A training opportunity in data analytics
The group hackathon aims to use data visualization to understand how people perceive technological and societal risks, from nuclear power to artificial intelligence!
Participants will work in small groups of 4 to 5 people to produce data visualizations with the goal of understanding risk perception, in particular, exploring the potential of novel semantic models to predict risk perception and how well these fare relatively to the classic psychometric model (cf. Fischhoff et al., 1978).
In what follows, we first provide an overview of the available data, and, second, provide a set of tasks that the groups are asked to complete. The tasks have been designed to offer both an overview of the data as well as a training opportunity in data wrangling and data visualization using R. Each group can, in addition, and time permitting, use the data set to create additional visualizations or analyses that can shed light on the topic of risk perception - the sky is the limit!
We will use data from an ongoing project by Zak Hussain, Dirk Wulff, and Rui Mata that aimed to create the largest data set concerning risk perception to date so as to test novel semantic models of risk perception.

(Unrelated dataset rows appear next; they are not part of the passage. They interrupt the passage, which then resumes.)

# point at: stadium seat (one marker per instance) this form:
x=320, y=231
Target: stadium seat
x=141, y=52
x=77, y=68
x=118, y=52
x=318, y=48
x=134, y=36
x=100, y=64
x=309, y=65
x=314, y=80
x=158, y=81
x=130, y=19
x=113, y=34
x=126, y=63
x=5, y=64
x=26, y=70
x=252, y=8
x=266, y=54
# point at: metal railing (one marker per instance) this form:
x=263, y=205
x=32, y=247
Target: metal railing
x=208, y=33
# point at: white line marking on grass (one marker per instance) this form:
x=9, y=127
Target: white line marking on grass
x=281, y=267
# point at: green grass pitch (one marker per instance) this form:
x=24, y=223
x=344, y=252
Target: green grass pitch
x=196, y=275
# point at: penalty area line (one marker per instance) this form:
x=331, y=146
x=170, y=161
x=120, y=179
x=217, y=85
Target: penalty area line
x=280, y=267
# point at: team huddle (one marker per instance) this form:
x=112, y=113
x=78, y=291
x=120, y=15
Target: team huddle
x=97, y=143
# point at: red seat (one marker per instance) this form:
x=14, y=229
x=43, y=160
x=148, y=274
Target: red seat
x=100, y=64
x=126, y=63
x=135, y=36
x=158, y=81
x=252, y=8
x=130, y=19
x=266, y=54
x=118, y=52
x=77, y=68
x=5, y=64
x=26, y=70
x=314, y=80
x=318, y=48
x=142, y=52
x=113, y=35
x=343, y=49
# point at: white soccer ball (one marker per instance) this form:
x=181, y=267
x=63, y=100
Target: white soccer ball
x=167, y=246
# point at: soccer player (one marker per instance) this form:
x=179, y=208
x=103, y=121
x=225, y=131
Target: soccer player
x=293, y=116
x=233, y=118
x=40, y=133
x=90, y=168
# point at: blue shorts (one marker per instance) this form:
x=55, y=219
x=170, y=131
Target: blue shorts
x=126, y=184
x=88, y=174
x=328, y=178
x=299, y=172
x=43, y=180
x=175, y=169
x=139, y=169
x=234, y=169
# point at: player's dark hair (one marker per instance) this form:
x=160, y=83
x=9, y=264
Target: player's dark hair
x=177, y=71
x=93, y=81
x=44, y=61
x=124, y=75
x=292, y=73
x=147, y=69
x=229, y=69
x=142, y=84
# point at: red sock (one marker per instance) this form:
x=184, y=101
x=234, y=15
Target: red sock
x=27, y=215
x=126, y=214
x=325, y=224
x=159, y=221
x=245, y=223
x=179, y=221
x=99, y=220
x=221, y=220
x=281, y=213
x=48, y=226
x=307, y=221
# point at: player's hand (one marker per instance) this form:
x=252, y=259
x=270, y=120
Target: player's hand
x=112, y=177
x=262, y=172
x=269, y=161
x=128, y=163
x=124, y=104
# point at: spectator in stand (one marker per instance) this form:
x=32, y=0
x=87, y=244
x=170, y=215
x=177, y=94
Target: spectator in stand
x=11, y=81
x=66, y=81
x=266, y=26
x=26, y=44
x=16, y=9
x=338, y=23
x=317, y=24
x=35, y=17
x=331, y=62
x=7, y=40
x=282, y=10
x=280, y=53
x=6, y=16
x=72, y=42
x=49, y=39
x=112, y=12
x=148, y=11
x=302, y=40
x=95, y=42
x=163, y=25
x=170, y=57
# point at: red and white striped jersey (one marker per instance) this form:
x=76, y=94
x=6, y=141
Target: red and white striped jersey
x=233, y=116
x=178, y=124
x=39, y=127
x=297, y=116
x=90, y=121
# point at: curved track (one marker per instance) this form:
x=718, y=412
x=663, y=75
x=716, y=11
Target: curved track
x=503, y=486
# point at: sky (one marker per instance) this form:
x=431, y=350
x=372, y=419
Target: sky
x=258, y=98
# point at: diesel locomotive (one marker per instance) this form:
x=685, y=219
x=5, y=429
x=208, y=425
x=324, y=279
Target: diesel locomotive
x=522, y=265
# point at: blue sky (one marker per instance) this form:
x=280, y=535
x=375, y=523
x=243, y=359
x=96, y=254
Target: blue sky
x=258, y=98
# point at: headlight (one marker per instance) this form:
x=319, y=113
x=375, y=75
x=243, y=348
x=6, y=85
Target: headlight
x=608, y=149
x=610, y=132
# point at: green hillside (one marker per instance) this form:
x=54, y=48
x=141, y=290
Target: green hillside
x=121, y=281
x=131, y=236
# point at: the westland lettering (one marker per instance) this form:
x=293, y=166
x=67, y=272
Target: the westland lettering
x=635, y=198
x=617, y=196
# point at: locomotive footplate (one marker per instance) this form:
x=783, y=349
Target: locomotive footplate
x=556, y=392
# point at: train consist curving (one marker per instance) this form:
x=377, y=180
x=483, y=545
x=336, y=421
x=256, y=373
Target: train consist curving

The project stems from a pre-registered study conducted in 2022. The table below provides an overview of pre-processed data stemming from the study that is made available for the purposes of the hackathon. You can find a link to the data here.
Risks and Risk Ratings
Variable | Description |
---|---|
word |
1004 risks for which Hussain et al. obtained risk ratings from an online survey. |
cluster |
A categorization of each word/risk into different categories (e.g., Activities/Technologies, Transportation). The clustering was performed using free association data using a standard clustering algorithm. |
risk_rating |
Mean of participant risk ratings given to each word on a scale of -100 (safe) to +100 (risky). |
Psychometric Model
The following variables represent mean responses given on 7-point likert scale to the associated questions in the online survey:
Variable | Description |
---|---|
psych_voluntary |
Are individuals exposed to this risk voluntarily or involuntarily? (1=voluntary, 7=involuntary) |
psych_fatal |
How fatal are the consequences of this risk? (1=not-fatal, 7=fatal) |
psych_immediate |
Is death from this risk immediate or delayed? (1=immediate, 7=delayed) |
psych_dread |
Is this a risk that individuals can reason about calmly or is it one that they have great dread for? (1=calm, 7=dread) |
psych_catastrophic |
Is this a risk that kills one person at a time (chronic) or a risk that kills large numbers of people at once (catastrophic)? (1=chronic, 7=catastrophic) |
psych_controllable |
Is this risk controllable or uncontrollable for the individual exposed to this risk? (1=uncontrollable, 7=controllable) |
psych_known_sci |
Is this risk known or unknown to science,Is this risk known or unknown to the individuals exposed to this risk? (1=Known, 7=Unknown) |
psych_known |
Is this risk known or unkown to the individuals exposed to this risk? (1=known, 7=unkown) |
psych_new |
Is this risk new or old? (1=new, 7=old) |
‘psych_pc[1-9]’ | 9 principle components obtained via principle component analysis of the above psychometric dimensions |
in_Fisch |
Boolean indicating whether the word is contained in Fischhoff et al. (1978). |
psych_pred_risk |
Predicted riskiness of each word according to 9 psychometric dimensions (above) |
Semantic Models
The following are predictions from GloVe and SWOW semantic models that were trained on online text or free association data, respectively.
Variable | Description |
---|---|
glove_pred_risk |
Predicted riskiness of each word according to an embeddings model trained on online text data (GloVe) |
swow_pred_risk |
Predicted riskiness of each word according to an embeddings model trained on free association data (SWOW) |
The first task should be for you to get some intuitive understanding of the distribution of ratings and the associated psychometric dimensions. How riskily are the different categories of risks (e.g., techonolgical, transportation, health) perceived? How much variance is there within each category? Consider using visualization of distributions, for example, using density plots.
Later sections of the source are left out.